Bu bakımdan ister sözleşmeye taraf olunsun ister olunmasın, uluslararası yargı organlarının önüne gelen uyuşmazlık davalarında yol gösterici olan temel hukuk kaynağı uluslararası teamül hukukudur. Divan veya Mahkemelerin somut bir uyuşmazlık davasında uyguladığı ilke ve yöntemler bir teamül kuralının beyanı niteliğinde olabileceği gibi bir teamül kuralının değişmesine, kaldırılmasına hatta yeni bir teamül kuralının oluşmasına da neden olabilir.
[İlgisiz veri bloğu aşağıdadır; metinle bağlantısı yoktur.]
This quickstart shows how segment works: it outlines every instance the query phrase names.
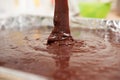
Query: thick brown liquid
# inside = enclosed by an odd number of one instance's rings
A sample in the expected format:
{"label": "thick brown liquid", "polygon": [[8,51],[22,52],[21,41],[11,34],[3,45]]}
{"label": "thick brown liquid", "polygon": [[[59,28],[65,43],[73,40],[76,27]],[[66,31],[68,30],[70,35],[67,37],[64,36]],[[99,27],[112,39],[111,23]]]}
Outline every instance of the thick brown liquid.
{"label": "thick brown liquid", "polygon": [[48,37],[48,44],[69,40],[73,41],[69,27],[68,0],[55,0],[54,29]]}
{"label": "thick brown liquid", "polygon": [[60,42],[47,46],[49,33],[45,32],[48,31],[1,31],[0,66],[42,75],[49,80],[120,79],[119,44],[104,41],[91,30],[72,29],[72,35],[78,40],[74,45]]}

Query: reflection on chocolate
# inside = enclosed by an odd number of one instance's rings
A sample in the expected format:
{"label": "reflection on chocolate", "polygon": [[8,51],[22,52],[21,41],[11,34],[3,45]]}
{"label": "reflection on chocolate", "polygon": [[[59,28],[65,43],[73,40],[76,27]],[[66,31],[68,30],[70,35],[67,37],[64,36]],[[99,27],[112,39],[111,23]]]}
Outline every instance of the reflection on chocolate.
{"label": "reflection on chocolate", "polygon": [[55,55],[53,59],[55,60],[57,69],[52,74],[54,80],[70,80],[72,75],[69,70],[71,49],[72,45],[59,46],[57,44],[52,44],[48,46],[48,52]]}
Bu sebeple, Divan veya Mahkemelerin deniz alanlarının sınırlandırılmasına ilişkin somut bir uyuşmazlık davasını çözüme kavuştururken gösterecekleri hukuki yaklaşımın, uluslararası teamül hukukunun içerisinde kalma çabası olması beklenir
Uluslararası deniz hukuku, anlaşma hukuku ile teamül hukukunun belirgin bir şekilde iç içe geçtiği bir hukuk alanı olduğundan bir uyuşmazlık ister anlaşma yolu ile isterse de yargı kararıyla sonuçlansın, sınırlandırma hukukunda izlenecek yol teamül kuralları temelinde hakkaniyet ilkelerine göre bir sınırlandırmanın yapılmasıdır. Bunun yanı sıra sözleşmelere taraf olmayan devletler ile sınırlandırmaya konu olan üçüncü devletler bakımından dikkate alınacak ilkeler de teamül hukukuna göre belirlenmiş ilkeler olacaktır.